The impeachment complaint, filed by lawyer Lorenzo Gadon, accuses the chief justice of the following:
1. Failure to submit statements of assets, liabilities and net worth or SALNs to the Judicial and Bar Council (JBC), which screens applicants for judiciary posts and failure to declare properties in Bataan and Davao City;
2. Misuse of P18mn in public funds on the purchase of a bulletproof Toyota Land Cruiser, hiring of information technology consultant Helen Macasaet, and selection of the Shangri-La Boracay resort for the 3rd Asean Chief Justices’ meeting;
3. Usurping the authority of the Supreme Court as a collegial body by forming a Regional Office of Court Administrator, issuing a temporary restraining order on the case of Coalition of Senior Citizens party list, and transferring the Maute cases from Marawi to Taguig City without en banc or full-court approval;
4. Abusing her position as ex-officio chair of the JBC by excluding the name of then Solicitor General Francis Jardeleza from consideration for the post of associate justice;
5. Interference in the inquiry by the House of Representatives on the alleged misuse of P66mn in tobacco funds by Ilocos Norte government employees because of a Court of Appeals stay order on the House investigation and undermining the House justice panel’s impeachment proceedings; and
6. Abuse of discretionary power.
“In an increasingly chaotic, noisy and confusing world, I am making a call to reason. Since the impeachment complaint has been filed against me … it has been eight months of unrelenting attacks against my person and my office,” Sereno said during the “Women vs.

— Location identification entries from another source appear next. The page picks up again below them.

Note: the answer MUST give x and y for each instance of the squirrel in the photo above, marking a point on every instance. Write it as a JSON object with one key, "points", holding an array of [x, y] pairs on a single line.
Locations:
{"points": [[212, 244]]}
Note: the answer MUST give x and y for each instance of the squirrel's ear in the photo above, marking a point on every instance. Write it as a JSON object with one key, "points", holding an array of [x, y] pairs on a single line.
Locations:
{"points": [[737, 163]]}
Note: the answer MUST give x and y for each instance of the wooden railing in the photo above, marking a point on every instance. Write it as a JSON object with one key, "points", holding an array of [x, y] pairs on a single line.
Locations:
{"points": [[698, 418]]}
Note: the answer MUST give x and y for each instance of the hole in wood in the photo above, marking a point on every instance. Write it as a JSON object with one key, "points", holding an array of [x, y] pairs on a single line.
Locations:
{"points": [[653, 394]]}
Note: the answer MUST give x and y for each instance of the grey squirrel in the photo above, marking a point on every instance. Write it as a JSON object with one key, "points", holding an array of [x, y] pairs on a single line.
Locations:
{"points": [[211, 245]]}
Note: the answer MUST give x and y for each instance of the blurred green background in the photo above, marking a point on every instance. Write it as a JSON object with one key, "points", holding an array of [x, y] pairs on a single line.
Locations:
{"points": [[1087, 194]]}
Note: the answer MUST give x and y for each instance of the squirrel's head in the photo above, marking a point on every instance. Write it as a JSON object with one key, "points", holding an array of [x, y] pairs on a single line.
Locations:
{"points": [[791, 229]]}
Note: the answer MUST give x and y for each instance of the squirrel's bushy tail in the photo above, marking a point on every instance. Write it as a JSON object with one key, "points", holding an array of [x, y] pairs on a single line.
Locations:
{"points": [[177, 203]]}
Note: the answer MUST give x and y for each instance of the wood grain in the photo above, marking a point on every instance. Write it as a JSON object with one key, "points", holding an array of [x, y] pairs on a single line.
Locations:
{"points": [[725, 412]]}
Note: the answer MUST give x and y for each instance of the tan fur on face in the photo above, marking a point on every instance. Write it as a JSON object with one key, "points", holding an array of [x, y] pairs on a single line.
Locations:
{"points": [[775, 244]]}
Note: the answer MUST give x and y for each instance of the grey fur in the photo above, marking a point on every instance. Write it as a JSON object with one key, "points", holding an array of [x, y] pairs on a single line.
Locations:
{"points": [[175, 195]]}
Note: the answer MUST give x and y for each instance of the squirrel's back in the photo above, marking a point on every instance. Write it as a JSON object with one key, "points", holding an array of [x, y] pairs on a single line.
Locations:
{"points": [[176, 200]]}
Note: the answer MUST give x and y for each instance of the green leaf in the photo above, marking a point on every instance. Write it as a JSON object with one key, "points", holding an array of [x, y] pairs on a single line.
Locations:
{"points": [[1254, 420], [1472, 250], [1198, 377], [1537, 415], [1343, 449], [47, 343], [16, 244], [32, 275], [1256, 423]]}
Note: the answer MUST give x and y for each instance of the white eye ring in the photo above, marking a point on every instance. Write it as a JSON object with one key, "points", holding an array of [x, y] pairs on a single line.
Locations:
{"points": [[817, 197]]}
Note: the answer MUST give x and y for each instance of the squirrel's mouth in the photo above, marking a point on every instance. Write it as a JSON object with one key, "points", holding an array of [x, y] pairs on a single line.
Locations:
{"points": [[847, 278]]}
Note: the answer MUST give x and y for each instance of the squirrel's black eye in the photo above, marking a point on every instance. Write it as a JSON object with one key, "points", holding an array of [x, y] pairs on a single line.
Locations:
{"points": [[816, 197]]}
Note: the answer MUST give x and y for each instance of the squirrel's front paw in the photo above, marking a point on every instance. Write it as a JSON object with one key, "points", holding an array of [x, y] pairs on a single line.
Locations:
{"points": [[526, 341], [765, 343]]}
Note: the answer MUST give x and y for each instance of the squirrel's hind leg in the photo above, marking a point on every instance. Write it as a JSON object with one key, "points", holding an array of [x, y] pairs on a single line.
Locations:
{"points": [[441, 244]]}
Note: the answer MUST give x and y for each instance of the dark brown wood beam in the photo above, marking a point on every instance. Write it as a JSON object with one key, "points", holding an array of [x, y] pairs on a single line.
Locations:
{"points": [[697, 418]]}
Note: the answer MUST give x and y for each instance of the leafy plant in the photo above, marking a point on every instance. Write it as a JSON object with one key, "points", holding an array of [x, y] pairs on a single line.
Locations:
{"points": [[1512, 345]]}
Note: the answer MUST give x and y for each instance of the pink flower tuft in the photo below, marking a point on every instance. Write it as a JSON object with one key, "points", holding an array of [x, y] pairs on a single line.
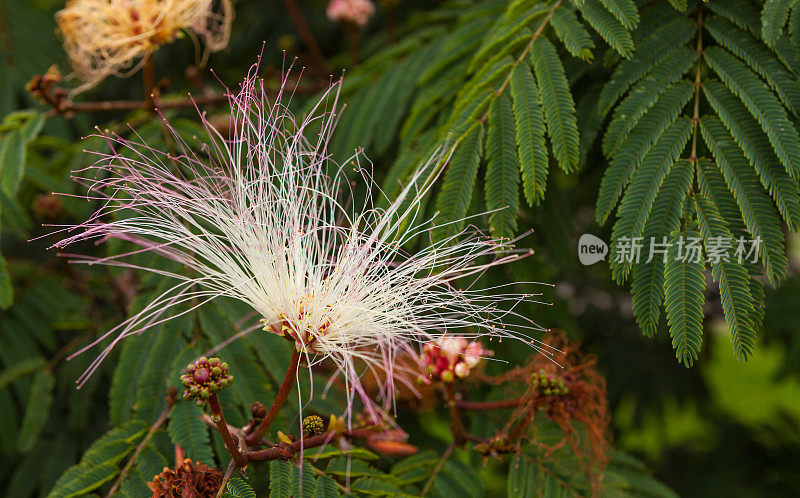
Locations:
{"points": [[356, 12]]}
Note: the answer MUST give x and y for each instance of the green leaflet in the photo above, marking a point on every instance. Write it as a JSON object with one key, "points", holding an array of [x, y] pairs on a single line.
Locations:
{"points": [[533, 156], [99, 463], [742, 13], [773, 17], [20, 369], [37, 410], [756, 208], [496, 41], [683, 297], [559, 108], [678, 4], [572, 34], [502, 171], [732, 279], [647, 279], [326, 488], [455, 195], [188, 430], [522, 478], [643, 96], [759, 58], [638, 144], [761, 103], [608, 27], [754, 144], [6, 289], [238, 488], [624, 10], [12, 162], [281, 479]]}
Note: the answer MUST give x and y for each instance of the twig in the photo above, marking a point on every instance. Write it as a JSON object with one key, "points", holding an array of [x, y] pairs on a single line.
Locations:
{"points": [[288, 381], [487, 405], [133, 105], [286, 451], [306, 35], [149, 82], [524, 53], [445, 456], [153, 428], [354, 42], [457, 426], [222, 427], [226, 477]]}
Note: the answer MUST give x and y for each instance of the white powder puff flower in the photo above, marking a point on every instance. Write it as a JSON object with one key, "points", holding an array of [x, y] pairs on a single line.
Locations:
{"points": [[265, 217], [114, 37], [357, 12]]}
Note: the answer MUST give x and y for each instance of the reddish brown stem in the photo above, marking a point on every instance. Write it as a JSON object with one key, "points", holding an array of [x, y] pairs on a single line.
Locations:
{"points": [[287, 451], [222, 427], [456, 425], [254, 437], [487, 405]]}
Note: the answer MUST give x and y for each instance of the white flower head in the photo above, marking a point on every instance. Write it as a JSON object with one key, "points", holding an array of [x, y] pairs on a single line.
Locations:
{"points": [[264, 216]]}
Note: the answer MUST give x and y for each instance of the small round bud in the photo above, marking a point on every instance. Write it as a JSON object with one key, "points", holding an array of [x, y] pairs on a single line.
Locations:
{"points": [[313, 424], [461, 370], [204, 378], [202, 375], [258, 410]]}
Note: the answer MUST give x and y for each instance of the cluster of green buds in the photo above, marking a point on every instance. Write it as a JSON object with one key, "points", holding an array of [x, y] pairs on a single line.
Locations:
{"points": [[313, 424], [549, 384], [204, 378]]}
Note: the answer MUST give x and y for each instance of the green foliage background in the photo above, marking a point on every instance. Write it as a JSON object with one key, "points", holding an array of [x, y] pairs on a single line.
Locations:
{"points": [[620, 118]]}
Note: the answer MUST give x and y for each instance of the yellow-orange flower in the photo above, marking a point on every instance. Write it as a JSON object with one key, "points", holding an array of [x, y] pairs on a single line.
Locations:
{"points": [[114, 37]]}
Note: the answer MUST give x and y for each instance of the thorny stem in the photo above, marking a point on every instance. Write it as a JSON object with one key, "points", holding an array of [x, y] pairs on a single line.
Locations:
{"points": [[254, 437], [306, 35], [445, 456], [697, 86], [457, 425], [222, 427], [153, 428]]}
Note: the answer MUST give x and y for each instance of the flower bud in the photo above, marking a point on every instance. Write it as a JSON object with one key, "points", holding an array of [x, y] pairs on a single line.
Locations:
{"points": [[313, 424], [202, 375], [461, 370]]}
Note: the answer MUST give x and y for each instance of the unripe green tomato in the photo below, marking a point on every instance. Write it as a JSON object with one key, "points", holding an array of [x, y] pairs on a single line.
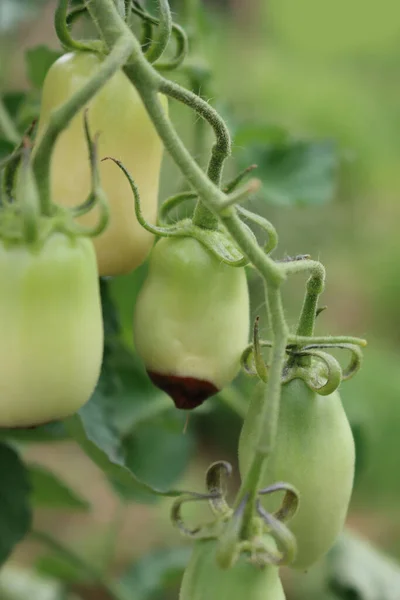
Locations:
{"points": [[51, 330], [205, 580], [127, 134], [191, 320], [314, 451]]}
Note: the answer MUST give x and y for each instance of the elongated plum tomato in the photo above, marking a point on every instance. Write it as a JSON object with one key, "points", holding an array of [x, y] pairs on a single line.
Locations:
{"points": [[205, 580], [314, 451], [191, 321], [127, 134], [51, 330]]}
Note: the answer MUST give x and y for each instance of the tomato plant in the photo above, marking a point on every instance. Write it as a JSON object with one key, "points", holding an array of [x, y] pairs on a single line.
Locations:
{"points": [[314, 450], [183, 321], [52, 332], [204, 579], [125, 131], [68, 216]]}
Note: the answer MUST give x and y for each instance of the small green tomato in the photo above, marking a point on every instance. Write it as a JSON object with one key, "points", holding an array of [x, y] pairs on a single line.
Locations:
{"points": [[51, 330], [205, 580], [314, 451], [191, 321]]}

Strongman: Filipinas Resisting” forum in UP Diliman. “It is apparently a well-funded, formidable machinery, with the complaint ever expanding its scope in an effort to hurl all kinds of charges against me.”
The chief justice, who is on leave, also dismissed the infighting among Supreme Court justices as a petty disagreement not worthy of national attention.
At least seven Supreme Court justices testified against Sereno during the impeachment proceedings in the House Justice panel: Teresita de Castro, Francis Jardaleza, Noel Tijam, Samuel Martires, Diosdado Peralta, Lucas Bersamin, and Andres Reyes.
Sereno insists that she is innocent of all the charges, and vows to answer the accusations once she faces the Senate impeachment court.
Yesterday the IBP and lawmakers asked the high tribunal to junk the quo warranto case.
“Having been appointed to her current post, the chief justice is presumed to have been previously adjudged by the President as having met the requirement of integrity,” the IBP pointed out. “Consistent with the separation of powers, such judgment cannot be reviewed, much less reversed, by the Supreme Court.”
“Under the Constitution, the members of the Supreme Court may not be ordered dismissed by any government authority other than by the Senate after an impeachment proceeding,” it added, “The president remains the ultimate judge of a candidate’s worthiness. Entertaining the quo warranto petition on account of the chief justice’s supposed lack of integrity is tantamount to subjecting her to the disciplinary authority of the Supreme Court.”
In an opposition-in-intervention petition, the Makabayan bloc sought to junk the petition as “it intentionally derails the ongoing impeachment process in Congress, and it attempts to wrest the constitutional power away from the Congress”.